Not that I know if those posts and interviews did pay for themselves in sales. All I can do is examine the data: how many readers do they get each day? How many hits did the buy links at the bottom of the page get? How many comments did my post receive? Were those posts positive or negative? Did the posts get much traction on social media? And even if I know the exact answers to all these questions, I won't know whether the effort sold any books. I can only hope that the one commenter who said they rushed out to buy my book was not, in fact, a bold-faced liar, but instead representative of a hundred other people who did not comment.
If this is all sounding incredibly uncertain and maybe a tad depressing that just means you've been paying attention.
So I guess the next question is, for many authors, should they even bother? Before reading the previous two pages of information I'm sure most of you business-minded folks would have said "of course!" Now that you have read it, there's probably at least a niggle of doubt.
As far as social media is concerned, I don't think an author should do it unless they enjoy it. For one, because as this recent article from The Atlantic tells us, Twitter may be essentially useless for driving traffic. But also because people, even over the internet, will be able to tell if someone is just there to sell them something and for no other reason. I hang out on Twitter because I enjoy bantering with my author friends and musing about cake. Because I'm already there, I post buy links and updated information about my authorial activity. Same goes for Facebook (though I use it mostly to keep track of family and real-life friends). I've gotten to have a reasonable presence over on /r/fantasy and I do that because I genuinely enjoy the community and have fun commenting from time to time. I do consider taking the extra time to respond to and interact with fans on all these platforms an extension of my work week, but again, if I wasn't finding it all rewarding and enjoyable I would stop.
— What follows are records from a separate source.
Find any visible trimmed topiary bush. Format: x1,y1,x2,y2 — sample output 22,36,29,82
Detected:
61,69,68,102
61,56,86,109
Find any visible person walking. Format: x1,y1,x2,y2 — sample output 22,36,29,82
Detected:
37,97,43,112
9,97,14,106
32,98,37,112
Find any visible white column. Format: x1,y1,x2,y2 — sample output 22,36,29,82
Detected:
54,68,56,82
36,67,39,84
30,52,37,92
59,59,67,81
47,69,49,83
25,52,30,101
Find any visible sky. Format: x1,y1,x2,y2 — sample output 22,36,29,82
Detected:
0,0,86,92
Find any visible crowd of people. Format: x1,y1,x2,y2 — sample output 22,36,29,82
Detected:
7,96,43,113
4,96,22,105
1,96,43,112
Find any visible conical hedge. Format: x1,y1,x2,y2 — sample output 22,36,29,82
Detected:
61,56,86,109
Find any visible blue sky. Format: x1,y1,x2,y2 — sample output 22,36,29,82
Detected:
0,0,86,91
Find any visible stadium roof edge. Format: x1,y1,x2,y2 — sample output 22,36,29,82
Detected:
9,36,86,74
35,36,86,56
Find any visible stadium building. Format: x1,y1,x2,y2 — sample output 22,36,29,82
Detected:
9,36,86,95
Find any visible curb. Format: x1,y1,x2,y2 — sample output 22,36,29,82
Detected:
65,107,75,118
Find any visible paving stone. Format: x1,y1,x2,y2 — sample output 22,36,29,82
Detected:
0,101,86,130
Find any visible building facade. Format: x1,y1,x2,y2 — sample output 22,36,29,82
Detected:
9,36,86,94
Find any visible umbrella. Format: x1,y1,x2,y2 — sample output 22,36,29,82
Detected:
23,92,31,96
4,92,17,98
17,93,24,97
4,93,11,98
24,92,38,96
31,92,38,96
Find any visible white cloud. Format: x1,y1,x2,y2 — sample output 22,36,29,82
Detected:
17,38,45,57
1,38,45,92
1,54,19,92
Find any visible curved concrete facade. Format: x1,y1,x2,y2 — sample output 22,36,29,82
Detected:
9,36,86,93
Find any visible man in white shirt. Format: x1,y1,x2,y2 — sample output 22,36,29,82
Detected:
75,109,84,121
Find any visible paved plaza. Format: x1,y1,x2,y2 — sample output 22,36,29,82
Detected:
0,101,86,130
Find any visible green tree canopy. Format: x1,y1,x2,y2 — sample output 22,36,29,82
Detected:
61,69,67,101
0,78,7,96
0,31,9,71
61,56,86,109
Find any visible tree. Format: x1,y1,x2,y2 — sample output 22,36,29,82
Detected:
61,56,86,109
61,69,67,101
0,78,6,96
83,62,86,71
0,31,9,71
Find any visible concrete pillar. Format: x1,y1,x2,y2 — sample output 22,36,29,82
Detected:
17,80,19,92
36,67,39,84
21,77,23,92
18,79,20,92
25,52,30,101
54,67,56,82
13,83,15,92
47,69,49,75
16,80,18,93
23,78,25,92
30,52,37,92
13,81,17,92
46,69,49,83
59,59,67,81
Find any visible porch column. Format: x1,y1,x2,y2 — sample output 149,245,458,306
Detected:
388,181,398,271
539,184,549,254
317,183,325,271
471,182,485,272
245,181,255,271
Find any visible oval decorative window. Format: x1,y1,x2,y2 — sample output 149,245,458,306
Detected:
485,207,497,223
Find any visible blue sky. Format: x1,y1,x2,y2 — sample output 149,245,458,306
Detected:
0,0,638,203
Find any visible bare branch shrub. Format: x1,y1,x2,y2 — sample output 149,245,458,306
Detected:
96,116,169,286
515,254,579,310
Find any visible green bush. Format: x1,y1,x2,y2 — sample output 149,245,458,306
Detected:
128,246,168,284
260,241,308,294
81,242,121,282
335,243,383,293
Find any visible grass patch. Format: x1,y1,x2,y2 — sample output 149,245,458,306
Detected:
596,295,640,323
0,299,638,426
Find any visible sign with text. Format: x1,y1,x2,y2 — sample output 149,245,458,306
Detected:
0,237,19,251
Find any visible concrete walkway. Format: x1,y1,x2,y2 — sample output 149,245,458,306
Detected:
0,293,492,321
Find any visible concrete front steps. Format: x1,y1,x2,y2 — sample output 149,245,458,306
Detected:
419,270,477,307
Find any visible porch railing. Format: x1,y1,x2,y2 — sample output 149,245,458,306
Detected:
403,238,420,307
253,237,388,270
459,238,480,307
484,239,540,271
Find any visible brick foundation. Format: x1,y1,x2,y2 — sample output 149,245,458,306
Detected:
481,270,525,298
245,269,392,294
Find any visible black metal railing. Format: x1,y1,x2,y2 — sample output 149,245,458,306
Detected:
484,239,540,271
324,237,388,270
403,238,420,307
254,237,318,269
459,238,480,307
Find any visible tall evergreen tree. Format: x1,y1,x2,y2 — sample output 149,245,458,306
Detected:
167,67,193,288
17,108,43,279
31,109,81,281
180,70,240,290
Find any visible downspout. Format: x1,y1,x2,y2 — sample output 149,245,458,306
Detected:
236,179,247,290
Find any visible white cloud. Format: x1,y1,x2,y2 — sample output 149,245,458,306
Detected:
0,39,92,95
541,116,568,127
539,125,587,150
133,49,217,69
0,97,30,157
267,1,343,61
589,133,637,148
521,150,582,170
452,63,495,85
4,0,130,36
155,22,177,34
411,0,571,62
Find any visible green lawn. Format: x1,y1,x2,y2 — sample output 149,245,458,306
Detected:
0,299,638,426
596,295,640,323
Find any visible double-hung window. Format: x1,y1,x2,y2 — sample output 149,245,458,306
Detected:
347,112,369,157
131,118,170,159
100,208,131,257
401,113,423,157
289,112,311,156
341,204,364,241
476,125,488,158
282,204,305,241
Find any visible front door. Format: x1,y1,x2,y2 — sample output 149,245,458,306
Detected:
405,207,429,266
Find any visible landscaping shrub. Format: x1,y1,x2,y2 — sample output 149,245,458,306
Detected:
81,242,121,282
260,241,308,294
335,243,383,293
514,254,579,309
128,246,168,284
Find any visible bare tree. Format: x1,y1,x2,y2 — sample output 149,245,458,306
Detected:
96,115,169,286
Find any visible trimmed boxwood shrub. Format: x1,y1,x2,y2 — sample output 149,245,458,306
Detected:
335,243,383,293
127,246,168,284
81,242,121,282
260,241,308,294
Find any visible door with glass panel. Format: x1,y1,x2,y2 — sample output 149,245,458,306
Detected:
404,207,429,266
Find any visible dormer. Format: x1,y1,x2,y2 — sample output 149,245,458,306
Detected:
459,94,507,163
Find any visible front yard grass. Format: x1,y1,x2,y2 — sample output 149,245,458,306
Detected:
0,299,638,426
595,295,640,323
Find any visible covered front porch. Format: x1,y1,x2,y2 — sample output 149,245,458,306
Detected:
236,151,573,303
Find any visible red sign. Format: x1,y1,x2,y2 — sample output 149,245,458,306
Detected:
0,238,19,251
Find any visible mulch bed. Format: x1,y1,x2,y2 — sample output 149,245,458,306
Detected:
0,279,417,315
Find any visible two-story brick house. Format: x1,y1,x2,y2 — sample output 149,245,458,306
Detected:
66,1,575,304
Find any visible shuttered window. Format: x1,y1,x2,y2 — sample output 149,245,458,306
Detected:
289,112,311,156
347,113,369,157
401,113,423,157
As a side note, I've found on social media and in forum communities that being a generally likeable, self-aware person can sometimes be the quickest way to sell a book. I like to tell new authors that people don't mind if you haunt these corners of the web with the intent on selling books as long as you don't look like you're trying to sell books.
It's harder to say whether or not an author should bother with all the guest posts and the interviews. Some authors can write a guest post in an hour, while others take days, and with few exceptions no one is paying us directly for that content. I have no doubt that I've expanded my audience by getting people to take the chance on books because of my guest posts, but I have no idea how many times that's happened. Maybe one or two of you that reads this post will think all of this is very reasonable and decide to check out the Powder Mage Trilogy.
Or maybe you won't.
Regardless of all of this, self-promotion has become an integral part of the average author's work week. Mileage varies depending on the author and their ambition (do you want to chase down an interview in a local paper or NPR show?), but from the mega-bestsellers like GRRM going on late night TV all the way down to the brand new, small-advance author tweeting about their book to forty-six followers, it is an exercise that most authors get caught up in to some degree or another. And they have to decide exactly how much mental, emotional, and physical effort they put into it without ever knowing what they'll get back.